NASA astronauts Anne McClain and Christina Koch were set to make some history at the end of this week with the first all-female spacewalk.
But the moment was put on hold – Koch will now do the spacewalk Friday with a male astronaut – because there weren’t enough spacesuits at the International Space Station that fit the two women.
NASA’s budget is $21.5 billion. Um, what exactly is going on up there?
For an explanation, we talked to two folks from NASA’s public affairs office: Brandi Dean (via email) and Stephanie Schierholz (by phone). Their answers have been edited for length.
CNN: Why weren’t there enough spacesuits that fit?
Brandi Dean: We do our best to anticipate the spacesuit sizes that each astronaut will need, based on the spacesuit size they wore in training on the ground, and in some cases (including Anne McClain’s) astronauts train in multiple sizes. However, individuals’ sizing needs may change when they are on orbit, in response to the changes living in microgravity can bring about in a body. In addition, no one training environment can fully simulate performing a spacewalk in microgravity, and an individual may find that their sizing preferences change in space.
This is all fascinating. So body sizes change in space?

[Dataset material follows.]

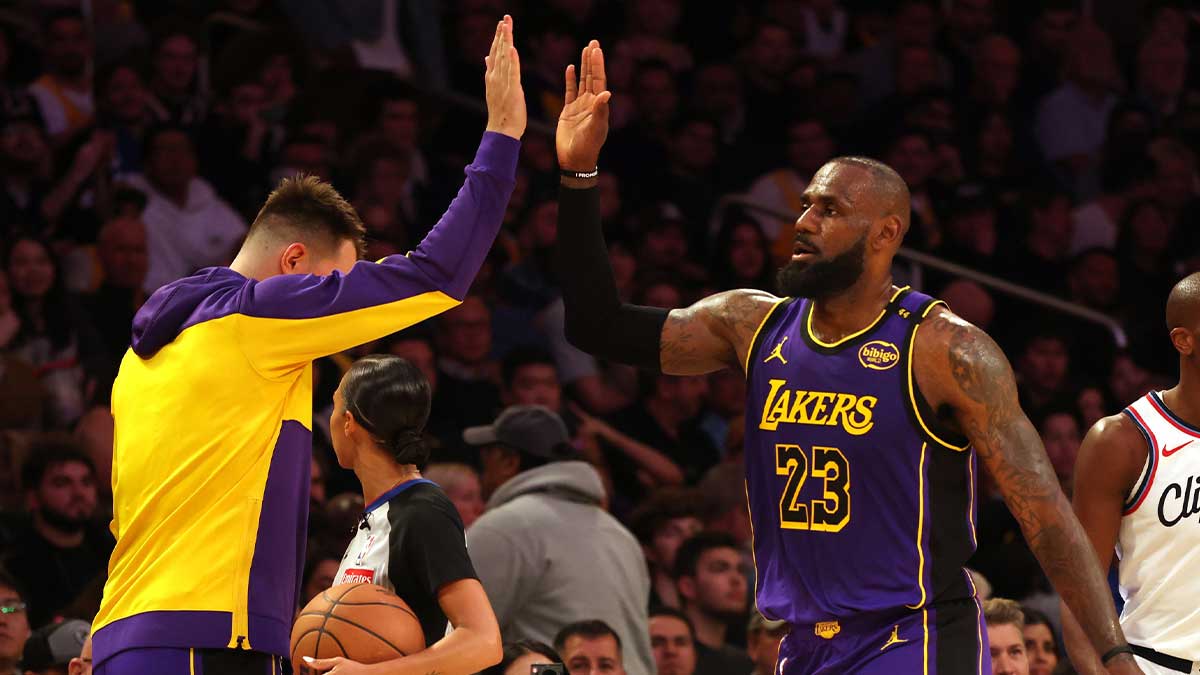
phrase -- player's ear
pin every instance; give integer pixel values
(295, 260)
(1183, 341)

Stephanie Schierholz: When you’re in space, your body changes because of the lack of gravity, right? So if you’re standing on Earth, gravity is pulling you down. The two most notable changes are fluid shifts in your body and most people’s spine tends to elongate. And that just creates conditions where your body behaves differently in space. So combine that then with spacewalking and training for spacewalks.
[Part of the astronauts’ training is at the Neutral Buoyancy Lab near the Johnson Space Center in Texas, which is essentially a giant swimming pool.]

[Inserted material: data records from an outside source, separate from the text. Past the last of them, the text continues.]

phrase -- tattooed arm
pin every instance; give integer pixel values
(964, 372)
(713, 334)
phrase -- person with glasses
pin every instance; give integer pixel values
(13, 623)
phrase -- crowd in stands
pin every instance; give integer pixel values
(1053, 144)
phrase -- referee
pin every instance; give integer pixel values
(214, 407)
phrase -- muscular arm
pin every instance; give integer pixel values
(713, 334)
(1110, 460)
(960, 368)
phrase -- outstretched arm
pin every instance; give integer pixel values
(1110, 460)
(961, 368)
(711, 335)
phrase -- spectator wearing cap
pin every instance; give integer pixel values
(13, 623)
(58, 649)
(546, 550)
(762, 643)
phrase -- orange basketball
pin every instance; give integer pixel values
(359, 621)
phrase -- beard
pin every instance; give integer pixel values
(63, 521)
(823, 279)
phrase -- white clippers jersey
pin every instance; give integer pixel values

When they’re in the neutral buoyancy lab they’re in a suit that’s pretty similar to the suit that they’d wear in space, but obviously there’s some changes made since you’re in water. And that’s the best analog we have … astronauts can have a situation in which they have a different experience when they’re actually in space than they do when they’re in the pool.

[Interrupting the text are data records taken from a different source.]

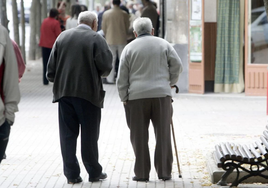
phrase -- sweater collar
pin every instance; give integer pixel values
(84, 26)
(143, 35)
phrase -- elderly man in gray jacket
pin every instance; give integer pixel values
(78, 60)
(9, 88)
(148, 67)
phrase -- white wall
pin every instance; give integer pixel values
(210, 11)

And so Ann (McClain) had trained in both a medium- and a large-torso spacesuit and thought that she was fine in either one. But when she actually got out in space wearing a spacesuit – she was wearing a medium last Friday – then she … really felt like that she should still be in a medium for future spacewalks. A large would be too big.
Dean: We have two medium hard upper torsos in space, two larges and two extra larges. However, one of the mediums and one of the extra larges are spares that would require additional time for configuration.
Schierholz: You don’t want the astronauts fighting against their spacesuit … because it’s already a physically demanding task to put them in a spacesuit and have them do work in it. And the suit itself is pressurized when they’re in space, so they’re already to some degree fighting against the spacesuit.
You want it to be as optimally fitted as possible. So the feedback from Anne was that she felt she should really be in a medium suit. There’s another medium torso but it’s not currently configured into a spacesuit. So it’s easier to swap out the spacewalkers than to swap out parts of the spacesuit.
It also helps them keep the schedule. If they reconfigure the suit, that would take significantly more time. They wouldn’t be able to do the spacewalk by Friday. And they want to do the spacewalk Friday because they have another spacewalk coming up April 8 and then there’s a rocket launch that’s bringing cargo to the space station on April 17. So they have all of these things sort of lining up that are keeping them busy.
Yeah, I can imagine.
Schierholz: It’s like if you have to reschedule an appointment, right? And you’re like, ‘Oh crap, where did that go? It doesn’t fit in the schedule anymore.’
We all can relate to that.
How much does the body change in microgravity?
Schierholz: Most astronauts will gain up to two inches in length when their spine elongates. But it’s different for every astronaut. And it’s completely based on the lack of gravity, so the minute that they get back into a gravity environment they go back to a more compressed spine. And some astronauts report that they know that they’re longer but they don’t really feel any difference and others report, you know, they feel different as a result.
Tell me more about the spacesuits.
Schierholz: I’m pretty sure that they’re the spacesuits we had for the shuttle program, too. I know that they’re suits we’ve had a long time. And there aren’t a lot of them and that they were made to be modular so that you can configure them to be the right shape and size for as many astronauts as possible.
Anything you’d like to add before I let you go?
Schierholz: I think it’s just inevitable that there will be an all-female spacewalk. It just won’t be this Friday.